Screens at the Firehouse Arts & Events Center, 4 p.m. Sunday, Dec. 11.
By Michaela Camlin

CASCADIA International Women’s Film Festival is pleased to sponsor the film, “Piedra Libre,” the second in the dance film series, Documenting Grace, being presented by Kuntz and Company through April.
The series is dedicated to sharing the work of dance artists beyond the stage. “Piedra Libre” highlights six women who perform ancestral dances. This documentary, directed by Alejandra Vassallo and Pia Sicardi, tells the story of the Afro Dance Company Oduduwa, which since its inception inspired the growing participation of hundreds of dancers in street performances for Memory Day in Argentina.

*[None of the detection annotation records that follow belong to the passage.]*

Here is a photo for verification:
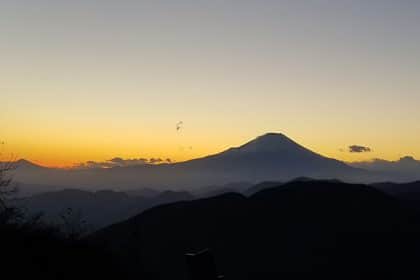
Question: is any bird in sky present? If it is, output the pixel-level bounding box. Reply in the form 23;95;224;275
176;121;184;131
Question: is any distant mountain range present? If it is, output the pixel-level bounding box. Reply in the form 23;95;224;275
7;133;420;194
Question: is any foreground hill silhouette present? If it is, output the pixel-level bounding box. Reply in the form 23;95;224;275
8;133;383;193
13;189;193;230
93;181;420;280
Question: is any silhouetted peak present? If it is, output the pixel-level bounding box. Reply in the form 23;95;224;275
239;133;304;152
400;156;416;162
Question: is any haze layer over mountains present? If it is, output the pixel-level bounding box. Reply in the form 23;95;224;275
9;133;420;196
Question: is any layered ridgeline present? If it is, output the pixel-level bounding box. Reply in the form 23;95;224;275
9;133;404;190
89;180;420;280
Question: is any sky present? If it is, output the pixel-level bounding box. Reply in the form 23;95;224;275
0;0;420;166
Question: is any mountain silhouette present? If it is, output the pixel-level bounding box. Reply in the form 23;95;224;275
90;181;419;280
9;133;381;191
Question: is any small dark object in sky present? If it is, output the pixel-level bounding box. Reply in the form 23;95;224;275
176;121;184;131
185;249;224;280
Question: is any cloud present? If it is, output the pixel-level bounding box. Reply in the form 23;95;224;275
349;145;372;153
74;157;172;169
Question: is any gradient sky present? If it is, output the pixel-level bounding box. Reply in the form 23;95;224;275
0;0;420;166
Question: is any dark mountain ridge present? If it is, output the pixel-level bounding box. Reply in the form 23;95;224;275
91;181;419;280
9;133;383;190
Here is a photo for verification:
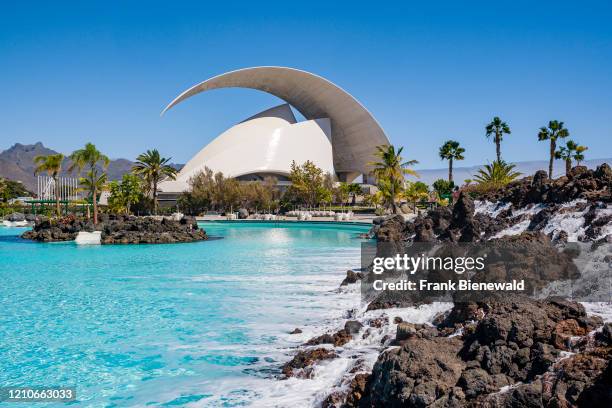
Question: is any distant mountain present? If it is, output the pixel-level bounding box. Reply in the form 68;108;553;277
0;142;133;192
409;158;612;185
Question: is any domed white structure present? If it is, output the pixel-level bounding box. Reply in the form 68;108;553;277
159;104;334;193
159;67;389;195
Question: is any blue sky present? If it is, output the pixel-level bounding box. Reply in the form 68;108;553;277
0;1;612;168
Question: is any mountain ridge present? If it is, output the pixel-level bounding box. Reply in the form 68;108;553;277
0;142;612;191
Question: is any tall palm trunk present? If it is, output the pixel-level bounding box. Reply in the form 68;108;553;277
391;178;397;214
548;139;557;179
153;180;157;215
53;176;62;217
92;186;98;225
495;132;501;162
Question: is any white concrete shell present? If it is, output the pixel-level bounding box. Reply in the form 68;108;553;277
164;67;389;178
159;104;334;193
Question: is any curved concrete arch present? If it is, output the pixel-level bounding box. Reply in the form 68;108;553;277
162;67;389;181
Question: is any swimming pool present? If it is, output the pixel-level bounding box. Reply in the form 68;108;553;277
0;223;369;406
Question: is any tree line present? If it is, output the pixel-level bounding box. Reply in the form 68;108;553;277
34;143;177;224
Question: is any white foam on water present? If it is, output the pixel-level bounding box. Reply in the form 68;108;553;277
474;200;512;218
542;200;589;242
580;302;612;322
193;296;452;407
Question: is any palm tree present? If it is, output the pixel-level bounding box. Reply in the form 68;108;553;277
574;145;589;166
555;140;589;176
439;140;465;183
370;145;418;214
538;120;569;178
68;143;110;225
34;153;64;217
79;169;108;215
485;116;511;162
474;161;521;187
132;149;177;215
348;183;361;205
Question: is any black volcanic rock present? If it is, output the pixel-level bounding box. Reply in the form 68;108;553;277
356;295;612;407
480;163;612;207
22;214;208;244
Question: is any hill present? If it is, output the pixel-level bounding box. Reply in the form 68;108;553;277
0;142;133;192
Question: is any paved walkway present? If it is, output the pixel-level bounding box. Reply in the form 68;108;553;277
196;214;377;224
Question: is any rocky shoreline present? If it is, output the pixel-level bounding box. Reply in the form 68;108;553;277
21;215;208;244
281;164;612;408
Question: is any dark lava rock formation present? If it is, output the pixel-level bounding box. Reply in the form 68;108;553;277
482;163;612;207
21;214;208;244
338;295;612;407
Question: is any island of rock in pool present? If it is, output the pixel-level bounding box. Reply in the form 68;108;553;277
21;215;208;244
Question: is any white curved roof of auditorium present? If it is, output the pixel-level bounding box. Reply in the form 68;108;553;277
159;104;334;193
164;67;389;178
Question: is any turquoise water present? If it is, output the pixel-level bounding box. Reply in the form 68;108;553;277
0;223;367;407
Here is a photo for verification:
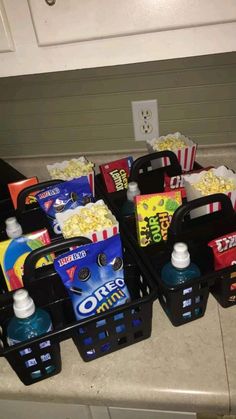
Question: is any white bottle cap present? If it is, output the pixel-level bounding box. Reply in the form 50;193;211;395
127;182;140;201
5;217;23;239
171;242;190;269
13;289;35;319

Vassallo is a historian who specializes in women’s history and the politics of gender. She is also a dancer and one of the founders of the dance company Oduduwa Danza Afroamericana.

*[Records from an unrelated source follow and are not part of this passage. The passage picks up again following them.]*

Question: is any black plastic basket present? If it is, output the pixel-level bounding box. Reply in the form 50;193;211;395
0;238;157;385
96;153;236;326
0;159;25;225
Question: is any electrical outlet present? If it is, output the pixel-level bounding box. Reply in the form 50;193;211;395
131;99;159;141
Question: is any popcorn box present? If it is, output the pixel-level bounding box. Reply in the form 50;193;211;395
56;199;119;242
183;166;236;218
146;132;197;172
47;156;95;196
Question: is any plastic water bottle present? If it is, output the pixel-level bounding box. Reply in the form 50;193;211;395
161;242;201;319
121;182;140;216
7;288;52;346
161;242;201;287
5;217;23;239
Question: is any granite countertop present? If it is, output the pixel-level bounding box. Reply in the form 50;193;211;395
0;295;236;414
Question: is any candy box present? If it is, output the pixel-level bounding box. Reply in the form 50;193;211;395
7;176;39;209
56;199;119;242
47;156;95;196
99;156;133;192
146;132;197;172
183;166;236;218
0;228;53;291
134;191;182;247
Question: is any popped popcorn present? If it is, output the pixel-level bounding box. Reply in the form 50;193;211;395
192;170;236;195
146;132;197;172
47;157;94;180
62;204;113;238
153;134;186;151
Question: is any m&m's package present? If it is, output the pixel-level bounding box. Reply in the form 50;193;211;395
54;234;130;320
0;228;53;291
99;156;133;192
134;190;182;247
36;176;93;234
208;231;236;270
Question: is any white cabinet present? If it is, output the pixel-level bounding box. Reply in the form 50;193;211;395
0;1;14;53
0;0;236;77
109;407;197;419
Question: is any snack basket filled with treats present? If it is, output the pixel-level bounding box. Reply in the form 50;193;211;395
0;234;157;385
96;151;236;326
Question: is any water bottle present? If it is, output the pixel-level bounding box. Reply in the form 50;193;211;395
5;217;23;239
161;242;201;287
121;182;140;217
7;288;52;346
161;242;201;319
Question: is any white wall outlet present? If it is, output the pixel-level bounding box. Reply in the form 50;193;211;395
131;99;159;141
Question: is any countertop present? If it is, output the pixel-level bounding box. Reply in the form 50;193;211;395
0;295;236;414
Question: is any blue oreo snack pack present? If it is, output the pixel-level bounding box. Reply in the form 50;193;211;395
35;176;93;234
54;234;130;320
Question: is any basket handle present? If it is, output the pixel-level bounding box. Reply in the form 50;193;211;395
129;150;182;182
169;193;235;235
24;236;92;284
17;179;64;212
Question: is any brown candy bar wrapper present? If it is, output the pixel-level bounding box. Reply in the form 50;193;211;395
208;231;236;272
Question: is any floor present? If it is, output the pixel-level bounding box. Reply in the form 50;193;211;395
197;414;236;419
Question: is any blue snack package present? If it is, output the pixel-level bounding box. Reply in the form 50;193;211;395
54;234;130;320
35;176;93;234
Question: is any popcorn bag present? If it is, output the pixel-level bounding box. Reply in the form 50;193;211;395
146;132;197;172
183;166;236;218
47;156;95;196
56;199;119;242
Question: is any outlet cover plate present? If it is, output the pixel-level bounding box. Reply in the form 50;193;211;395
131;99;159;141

Sicardi is a filmmaker and musician from the National School of Film in Argentina.
According to “Films to Festivals”, the purpose of this film is to fight against oblivion. The arts have a long history of being involved in debates regarding memory and human rights in Argentina. The intersections between art and the creation of collective memory from a dance perspective are virtually unexplored in documentary films.
“ ‘Piedra Libre’ seeks to redress this absence, from a unique aesthetic stance, both formally and conceptually–to narrate, in choreographic form, how a dance born of ancient Black rituals can mobilize the memory of the present in the streets of Buenos Aires,” Vassallo states.

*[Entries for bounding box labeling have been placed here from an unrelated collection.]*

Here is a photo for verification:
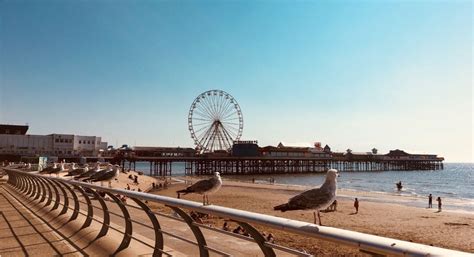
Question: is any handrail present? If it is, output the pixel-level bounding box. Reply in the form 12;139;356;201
1;169;472;256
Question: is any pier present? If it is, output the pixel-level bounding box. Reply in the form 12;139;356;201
113;156;443;176
0;168;471;257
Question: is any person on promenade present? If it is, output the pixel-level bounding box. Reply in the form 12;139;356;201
354;198;359;214
232;226;242;234
267;233;275;244
222;221;230;231
396;181;403;191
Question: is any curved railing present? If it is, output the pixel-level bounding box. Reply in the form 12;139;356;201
4;168;472;256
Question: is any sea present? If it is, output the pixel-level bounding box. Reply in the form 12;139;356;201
136;163;474;213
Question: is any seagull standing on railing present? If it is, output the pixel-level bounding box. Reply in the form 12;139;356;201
273;169;339;226
92;165;120;188
74;162;100;180
40;163;58;174
64;163;89;177
85;164;112;183
176;172;222;205
49;162;66;177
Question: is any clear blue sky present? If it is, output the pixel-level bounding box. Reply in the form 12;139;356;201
0;0;473;162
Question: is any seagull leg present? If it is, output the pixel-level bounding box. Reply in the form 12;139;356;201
318;210;322;226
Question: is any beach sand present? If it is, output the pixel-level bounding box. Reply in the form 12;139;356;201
151;177;474;256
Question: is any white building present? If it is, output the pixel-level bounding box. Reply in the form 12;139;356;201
0;125;107;156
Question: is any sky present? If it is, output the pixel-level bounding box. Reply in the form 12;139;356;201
0;0;474;162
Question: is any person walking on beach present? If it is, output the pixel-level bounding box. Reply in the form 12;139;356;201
354;198;359;214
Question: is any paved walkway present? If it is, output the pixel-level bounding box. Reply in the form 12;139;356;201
0;179;82;254
0;174;294;257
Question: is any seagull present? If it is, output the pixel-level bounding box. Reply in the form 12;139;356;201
64;163;89;177
273;169;339;226
92;165;120;188
85;164;112;185
176;172;222;205
74;162;100;179
49;162;66;177
40;163;58;174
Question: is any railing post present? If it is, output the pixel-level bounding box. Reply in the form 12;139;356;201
51;179;69;216
73;185;94;229
105;192;133;255
57;180;80;222
131;197;164;257
236;221;276;257
87;188;110;239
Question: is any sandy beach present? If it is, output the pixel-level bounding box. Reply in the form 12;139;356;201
151;177;474;256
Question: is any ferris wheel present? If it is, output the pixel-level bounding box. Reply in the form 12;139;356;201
188;90;244;153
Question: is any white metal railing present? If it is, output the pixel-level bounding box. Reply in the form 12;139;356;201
1;169;474;257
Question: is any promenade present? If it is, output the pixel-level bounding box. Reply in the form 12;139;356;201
0;179;82;257
0;175;290;257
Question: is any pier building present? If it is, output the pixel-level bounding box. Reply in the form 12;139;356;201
0;125;107;158
112;141;444;176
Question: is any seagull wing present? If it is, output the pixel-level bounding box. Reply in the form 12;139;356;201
188;178;214;194
93;170;115;181
288;188;334;210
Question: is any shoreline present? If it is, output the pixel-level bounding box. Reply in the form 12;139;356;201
152;176;474;253
152;176;474;253
178;176;474;215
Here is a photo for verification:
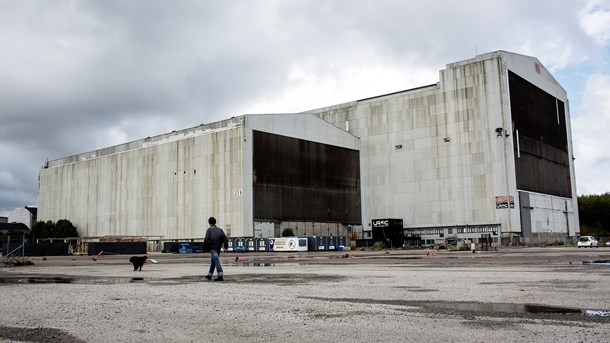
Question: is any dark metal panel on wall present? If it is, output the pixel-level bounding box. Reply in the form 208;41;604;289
253;131;361;224
508;71;572;197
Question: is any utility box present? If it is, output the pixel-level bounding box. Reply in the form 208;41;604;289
307;236;327;251
226;237;235;252
255;238;268;251
326;236;338;251
246;238;256;251
233;238;248;252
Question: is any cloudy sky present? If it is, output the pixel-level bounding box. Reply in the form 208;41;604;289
0;0;610;216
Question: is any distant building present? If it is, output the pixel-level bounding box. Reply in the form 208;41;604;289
39;51;580;244
0;223;30;236
8;206;38;229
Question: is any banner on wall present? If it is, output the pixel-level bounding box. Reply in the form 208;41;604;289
496;195;515;208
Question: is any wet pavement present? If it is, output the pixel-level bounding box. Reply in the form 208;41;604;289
0;248;610;342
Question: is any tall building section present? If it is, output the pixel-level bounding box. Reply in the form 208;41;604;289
38;51;579;244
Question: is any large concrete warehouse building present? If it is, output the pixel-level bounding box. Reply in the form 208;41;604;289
38;51;580;244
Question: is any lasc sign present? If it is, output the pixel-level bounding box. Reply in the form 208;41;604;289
373;219;390;227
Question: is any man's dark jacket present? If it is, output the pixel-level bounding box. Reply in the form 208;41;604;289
203;225;228;253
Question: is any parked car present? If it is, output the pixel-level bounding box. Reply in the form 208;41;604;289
576;236;598;248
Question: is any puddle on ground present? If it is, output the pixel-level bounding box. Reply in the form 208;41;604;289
582;260;610;266
304;297;610;317
0;273;345;286
0;276;149;285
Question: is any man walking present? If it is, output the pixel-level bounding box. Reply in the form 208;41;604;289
203;217;228;281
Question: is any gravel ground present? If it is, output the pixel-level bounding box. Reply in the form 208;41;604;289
0;248;610;342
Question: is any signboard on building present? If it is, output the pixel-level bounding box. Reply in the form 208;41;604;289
496;195;515;208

Vassallo grew up under the last two dictatorships in Argentina. Dancing the Orishas (part of the Afro-Cuban folklore dances) changed her way of understanding politics and her process of memory building. By making this film, Vassallo could confront a society she had always felt isolated from.
As filmmakers, Vassallo and Sicardi face the challenge of combining aesthetic visions derived from different academic and artistic profiles.
This documentary extends the boundaries of the genre and the edges of memory. As if guided by the plasticity of the dance, it expands the question of our identity and our memory.
“Piedra Libre” will screen at the Firehouse Cafe in Bellingham at 4 p.m. Sunday, Dec. 11.